Bringing the story up to the present day, when the US was pressuring Germany to abandon the Nord Stream 2 pipeline project with Russia, even before the conflict in Ukraine began, it was almost a crude parody of the sophisticated paternalism previously practiced by the US. Not only was it an utterly brazen attempt to interfere with an ally’s own affairs – as if the Germans themselves couldn’t weigh the risks of doing business with Russia – but it so blatantly contradicted Berlin’s own interests that it can’t be seen as anything other than an act of desperation.

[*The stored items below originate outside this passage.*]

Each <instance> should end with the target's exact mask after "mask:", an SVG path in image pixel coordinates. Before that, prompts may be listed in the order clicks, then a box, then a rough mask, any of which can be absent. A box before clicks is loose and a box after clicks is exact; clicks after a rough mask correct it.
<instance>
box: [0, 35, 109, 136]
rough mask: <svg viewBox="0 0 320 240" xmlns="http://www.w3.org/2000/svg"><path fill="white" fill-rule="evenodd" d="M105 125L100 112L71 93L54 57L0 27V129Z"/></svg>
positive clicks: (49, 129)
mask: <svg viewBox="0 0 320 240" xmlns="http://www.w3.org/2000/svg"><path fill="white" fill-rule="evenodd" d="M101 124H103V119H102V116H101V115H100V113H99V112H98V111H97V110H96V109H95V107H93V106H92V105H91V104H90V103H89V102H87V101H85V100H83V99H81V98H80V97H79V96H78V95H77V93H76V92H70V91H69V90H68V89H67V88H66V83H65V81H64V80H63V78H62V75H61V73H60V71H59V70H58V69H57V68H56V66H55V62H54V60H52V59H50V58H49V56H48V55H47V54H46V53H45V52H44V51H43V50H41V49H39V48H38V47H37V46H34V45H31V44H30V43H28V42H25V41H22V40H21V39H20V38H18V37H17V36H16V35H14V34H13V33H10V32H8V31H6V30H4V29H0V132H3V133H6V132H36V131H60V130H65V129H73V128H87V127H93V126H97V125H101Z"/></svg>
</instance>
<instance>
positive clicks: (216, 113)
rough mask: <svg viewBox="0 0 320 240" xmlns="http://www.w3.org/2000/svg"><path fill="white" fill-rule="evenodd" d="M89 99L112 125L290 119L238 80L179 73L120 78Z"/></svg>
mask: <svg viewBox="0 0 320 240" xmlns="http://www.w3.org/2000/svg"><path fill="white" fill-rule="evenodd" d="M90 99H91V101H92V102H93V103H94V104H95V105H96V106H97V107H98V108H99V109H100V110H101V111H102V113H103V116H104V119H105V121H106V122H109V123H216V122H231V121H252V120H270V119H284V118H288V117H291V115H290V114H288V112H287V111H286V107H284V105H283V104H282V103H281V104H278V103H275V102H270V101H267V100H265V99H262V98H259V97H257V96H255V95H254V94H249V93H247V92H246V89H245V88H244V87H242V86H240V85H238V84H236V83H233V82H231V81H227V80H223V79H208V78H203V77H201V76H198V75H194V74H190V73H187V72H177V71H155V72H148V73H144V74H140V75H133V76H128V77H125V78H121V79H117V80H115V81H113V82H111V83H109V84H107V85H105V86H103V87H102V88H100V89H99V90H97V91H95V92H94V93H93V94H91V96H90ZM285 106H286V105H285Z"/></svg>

So, when US President Donald Trump stood side-by-side with Russian President Vladimir Putin at their press conference in Helsinki in July 2018 and announced with his usual bluster that the US was planning on “competing” for the European gas market, it was a mix of disingenuousness and fantasy thinking – disingenuous because the US had no intention to compete on a level playing field and fantastical because the US, with its LNG priced some 30-40% above Russian piped gas, couldn’t compete anyway.
The US did end up displacing Russian gas in Europe, but hardly because it ‘outcompeted’ Moscow. The wreckage of the Nord Stream pipeline at the bottom of the Baltic Sea is not a display of American strength.
The Nord Stream episode, the sanctions on Russia, the attempts to coerce Europe to decouple from China – these can be thought of not so much as attempts to keep Russia and China ‘out’ but to keep the allies ‘in.’ A new Iron Curtain is descending, not on the opposing bloc but on America’s own allies, who are to be perpetually locked inside an increasingly desiccated system.